MTN Electronics: LEDs - Batteries - Lights - Chargers - Hosts - Drivers - Components - 1-Stop-US Source

I haven't built one yet so I have no experience with it.

Ah, so its not complicated drilling, so if one so wished, one could buy the mod kit sans host and drill the host oneself? Though I thought that the individual optics plugged-on over the emitter substrates.

Also, would this be using a single unitized optic, or three individual units? And would the mcpcb’s and optics be available separately?

I was curious when you would have a stock, and how well they performed.

•Convoy S2+ 18350 Hosts

I cant seem to find them on the site. Maybe a link would help my old eyes…. :nerd_face:

Thanks

I can't either! Hang tight, they'll be here soon.

Look in DBCstm’s Intl-Outdoors 32mm Noctigon 4x XP-G thread for more details on building the X6 with 35mm Ledil Cute optics. Information is spread out throughout the thread IIRC.

Ok thanks!!! I like small lights and I think that might almost could be perfect I have been carrying the 602c host for a long time now and its still awesome in my eyes. Would like to see how this one feels.

Hi Richard

I placed my first order with you recently and it was great to see such a quick delivery to Oz compared to China. So thanks very much to you and you team.
I got 3 x BLF17DD boards and an SRK FET board to build my first FET drivers and some IRFR3711ZTRPBF mosfets.
Do you recommend 100ohms still for R3 or another value for the BLF17DD.
On the SRK the MCU drives the FET directly without R3 in series so a bit confused what to use with this actual FET.
Jamie

Richard, would you be willing to put together a 7135*8 single-mode driver (no MCU)? A friend of mine bought a C8 recently and he says he doesn’t like the modes. He just wants it to switch on and off. I’ve seen these on other sites, but they are all built with the 350mA 7135’s for only 2.8A output, and they still cost as much or more than your Qlite 3.04A driver that has all the modes.

It would be better to keep the mcu and just program it for one mode. Retain low voltage protection.

Okay, new question. Since I have no way to program it, can I buy it programmed for single mode operation? This is also not listed as an option on the site.

It’s listed. You order a QLITE and choose “Flash STAR FW ON-TIME memory (+$1.05)” in the Alternate Firmware menu. :wink:

And pay more for the driver? Back to my first question(s), now. Can I get a driver without the MCU and what would be the price? I think it’s unreasonable to pay more for the privilege of getting less.

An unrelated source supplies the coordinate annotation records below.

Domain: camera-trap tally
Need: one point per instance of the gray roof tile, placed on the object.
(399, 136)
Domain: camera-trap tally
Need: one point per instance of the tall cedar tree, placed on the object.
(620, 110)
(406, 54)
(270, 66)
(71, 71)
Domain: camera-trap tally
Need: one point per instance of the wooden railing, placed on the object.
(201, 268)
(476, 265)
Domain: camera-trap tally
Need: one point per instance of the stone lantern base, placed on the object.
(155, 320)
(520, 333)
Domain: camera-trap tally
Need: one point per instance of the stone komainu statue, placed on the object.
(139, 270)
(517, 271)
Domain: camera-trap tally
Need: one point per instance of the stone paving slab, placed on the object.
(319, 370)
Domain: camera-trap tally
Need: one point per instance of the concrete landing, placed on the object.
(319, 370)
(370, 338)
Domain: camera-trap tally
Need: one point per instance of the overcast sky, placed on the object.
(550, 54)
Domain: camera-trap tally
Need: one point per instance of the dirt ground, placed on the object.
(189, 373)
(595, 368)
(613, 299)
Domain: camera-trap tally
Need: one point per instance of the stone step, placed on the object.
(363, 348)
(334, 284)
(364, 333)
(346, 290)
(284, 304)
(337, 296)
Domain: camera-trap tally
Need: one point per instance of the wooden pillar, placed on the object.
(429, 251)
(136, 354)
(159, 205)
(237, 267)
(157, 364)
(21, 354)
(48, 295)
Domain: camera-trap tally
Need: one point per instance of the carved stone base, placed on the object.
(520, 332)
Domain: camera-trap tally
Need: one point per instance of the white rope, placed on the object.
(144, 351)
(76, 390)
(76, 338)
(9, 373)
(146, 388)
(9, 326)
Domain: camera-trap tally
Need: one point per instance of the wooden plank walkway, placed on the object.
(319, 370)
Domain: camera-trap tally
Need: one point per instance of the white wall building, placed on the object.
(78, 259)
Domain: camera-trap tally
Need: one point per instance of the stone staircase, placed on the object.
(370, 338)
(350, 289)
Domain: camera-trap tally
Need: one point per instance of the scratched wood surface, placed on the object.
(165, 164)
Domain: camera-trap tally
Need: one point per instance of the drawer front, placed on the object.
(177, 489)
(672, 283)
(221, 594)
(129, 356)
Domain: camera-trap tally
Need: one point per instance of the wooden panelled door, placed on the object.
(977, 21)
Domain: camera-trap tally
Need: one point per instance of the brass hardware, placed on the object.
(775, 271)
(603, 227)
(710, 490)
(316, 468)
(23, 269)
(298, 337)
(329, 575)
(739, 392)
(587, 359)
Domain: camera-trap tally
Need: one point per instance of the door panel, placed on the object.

Why not just solder over the capacitor? That way the off-power for the MCU goes away instantly so you physically cannot click the button fast enough to change modes.

You’re asking for a custom built driver, yes that costs more, it takes time to build it just for you.
Be glad RMM even offers as many custom options as he does. Orders come in faster than he can build them at times. He could cut back on options.

I was under the impression that all of his drivers were hand-built by himself, so I consider them all “custom” in that regard. With that in mind, I figured it would save him time and money to just not solder the MCU and related components onto the board. I didn’t mean to be demanding or unreasonable. I’d like to hear from Richard himself about whether he would do it and what the cost would be. I guess I should have PM’d him, but I thought it would be good to post the question here, in case someone else might be interested in the same thing either now or in the future.

TheGloriousTachikoma, can you confirm whether soldering over the cap works as you say on the stock driver in the Convoy C8 from Simon on Alibaba? If so, I might not need to buy a new driver at all. Thanks.

You have been under the wrong impression. The 3.04 Q-Light driver is available from many sources, he doesn’t put them together. Programming it for something other than the default firmware it comes with means more work.

Okay, thanks. Then I owe an apology to you all and thanks for setting me straight! Now we return you to your regular programming… :bigsmile:

Anywhere from 50 to 100 ohms will work great.

Just let me know and I'll remove the MCU and put a jumper between the VIN + PWM pins, which is what you see on the "1 mode" drivers. If you let me keep the MCU I won't charge you, since those do cost money and I'll reuse it.

As they said, I do not build the qlite from scratch, but I do charge for the time to flash & test the driver, add chips, etc.